Who Are These Pirates?

Here's a primer on who these pirates are and how they operate.

ByABC News
November 23, 2008, 1:40 PM

LONDON, Nov. 24, 2008 — -- A Greek-owned oil-tanker hijacked by Somali pirates in September has been released this weekend with its cargo and crew intact. Its owners confirmed that a ransom had been paid.

But about 1,000 Somali pirates, who've been terrorizing the sea lanes of the Indian Ocean and living like sultans, are still holding 14 ships and about 250 crew members.

Here's a Q&A primer to help clarify this ongoing story.

Who Are These Pirates Exactly?

The pirates claimed they were disaffected Somali fishermen operating in the Gulf of Aden and the Indian Ocean, whose boats had been challenged and sometimes attacked by unauthorized foreign vessels fishing the same waters. The pirates said their boats were often destroyed and they were forced to flee, according to one of the pirates, a 42 year old father of nine who described himself as "a pirate boss."

In an interview with The Guardian this week, Asad Abdulahi said he and his shipmates considered themselves "heroes running away from poverty.

"We don't see the hijacking as a criminal act but as a road tax," he said, "because we have no central government to control our sea."

How Do the Pirates Operate?

Most are based in the port of Eyl in the state of Somalia, which has had no government to speak of for 20 years. They put to sea in a "mother ship" that took them into the shipping lanes, several hundred miles offshore. They then launched small speedboats armed with little more than AK 47's, grenades and grappling irons to haul themselves up onto the deck of a ship. Generally, they can sieze a ship without firing a shot.
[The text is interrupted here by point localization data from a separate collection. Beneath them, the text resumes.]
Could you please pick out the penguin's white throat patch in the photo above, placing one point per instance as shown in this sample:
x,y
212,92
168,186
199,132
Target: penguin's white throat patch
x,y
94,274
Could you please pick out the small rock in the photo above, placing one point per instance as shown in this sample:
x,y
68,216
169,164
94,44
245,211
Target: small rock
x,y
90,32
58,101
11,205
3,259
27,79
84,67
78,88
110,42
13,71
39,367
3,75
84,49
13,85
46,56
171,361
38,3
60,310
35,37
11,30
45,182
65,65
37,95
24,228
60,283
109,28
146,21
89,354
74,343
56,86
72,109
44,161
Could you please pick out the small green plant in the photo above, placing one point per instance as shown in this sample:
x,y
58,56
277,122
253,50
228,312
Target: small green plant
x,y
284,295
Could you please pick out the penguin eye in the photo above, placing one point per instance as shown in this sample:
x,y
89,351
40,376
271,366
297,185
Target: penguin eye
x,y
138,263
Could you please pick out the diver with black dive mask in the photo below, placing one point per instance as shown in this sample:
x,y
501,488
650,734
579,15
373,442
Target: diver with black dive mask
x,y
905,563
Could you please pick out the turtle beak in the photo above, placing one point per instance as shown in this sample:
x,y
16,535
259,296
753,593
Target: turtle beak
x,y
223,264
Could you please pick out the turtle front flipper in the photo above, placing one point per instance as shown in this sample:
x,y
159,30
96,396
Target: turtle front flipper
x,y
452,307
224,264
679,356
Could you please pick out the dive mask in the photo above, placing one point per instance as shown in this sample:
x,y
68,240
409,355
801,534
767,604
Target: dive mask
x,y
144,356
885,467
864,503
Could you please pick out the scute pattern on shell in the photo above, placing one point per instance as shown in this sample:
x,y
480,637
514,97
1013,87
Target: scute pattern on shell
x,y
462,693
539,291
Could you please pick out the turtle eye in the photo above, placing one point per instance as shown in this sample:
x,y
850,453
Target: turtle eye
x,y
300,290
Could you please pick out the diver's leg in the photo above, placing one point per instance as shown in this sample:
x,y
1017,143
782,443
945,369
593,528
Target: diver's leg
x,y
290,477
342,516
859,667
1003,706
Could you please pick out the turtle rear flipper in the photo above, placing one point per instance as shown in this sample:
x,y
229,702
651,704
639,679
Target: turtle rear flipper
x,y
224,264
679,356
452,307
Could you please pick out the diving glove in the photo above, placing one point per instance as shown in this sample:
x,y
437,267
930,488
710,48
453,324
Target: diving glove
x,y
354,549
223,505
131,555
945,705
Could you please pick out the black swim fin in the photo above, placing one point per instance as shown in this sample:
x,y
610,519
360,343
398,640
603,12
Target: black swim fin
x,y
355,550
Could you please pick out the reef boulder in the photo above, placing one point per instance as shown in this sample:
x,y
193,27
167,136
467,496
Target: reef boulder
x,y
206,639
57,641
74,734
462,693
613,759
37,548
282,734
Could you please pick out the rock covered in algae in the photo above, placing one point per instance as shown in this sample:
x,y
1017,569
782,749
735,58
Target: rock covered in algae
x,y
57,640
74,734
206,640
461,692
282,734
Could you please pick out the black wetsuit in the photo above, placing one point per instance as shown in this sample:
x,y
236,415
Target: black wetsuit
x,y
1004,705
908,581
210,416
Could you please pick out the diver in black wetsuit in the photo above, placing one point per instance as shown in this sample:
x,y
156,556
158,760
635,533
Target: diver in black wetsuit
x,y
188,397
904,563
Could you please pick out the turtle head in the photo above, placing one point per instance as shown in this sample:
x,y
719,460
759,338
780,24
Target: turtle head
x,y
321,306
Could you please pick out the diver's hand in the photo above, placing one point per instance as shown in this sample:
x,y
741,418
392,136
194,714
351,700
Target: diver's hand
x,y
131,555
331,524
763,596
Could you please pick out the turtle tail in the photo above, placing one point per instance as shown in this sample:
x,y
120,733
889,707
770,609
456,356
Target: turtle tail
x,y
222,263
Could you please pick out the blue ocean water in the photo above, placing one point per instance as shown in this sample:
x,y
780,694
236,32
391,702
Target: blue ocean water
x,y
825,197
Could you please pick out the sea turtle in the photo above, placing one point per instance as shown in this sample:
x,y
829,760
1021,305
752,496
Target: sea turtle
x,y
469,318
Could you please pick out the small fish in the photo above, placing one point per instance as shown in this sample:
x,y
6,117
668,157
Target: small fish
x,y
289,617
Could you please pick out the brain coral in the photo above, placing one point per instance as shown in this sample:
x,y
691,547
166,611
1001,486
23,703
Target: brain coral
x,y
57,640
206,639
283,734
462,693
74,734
How Many Ships Have Been Hijacked?

The Somali pirates have captured 39 ships so far this year, the biggest prize being the huge, Saudi-owned Sirius Star, whose cargo included 2 million barrels of oil, seized Nov. 15 by a handful of pirates, 450 miles off the coast of East Africa. The Saudi foreign minister has said that his government does not negotiate with hijackers but added, significantly, that "what the ship owners do, is up to them."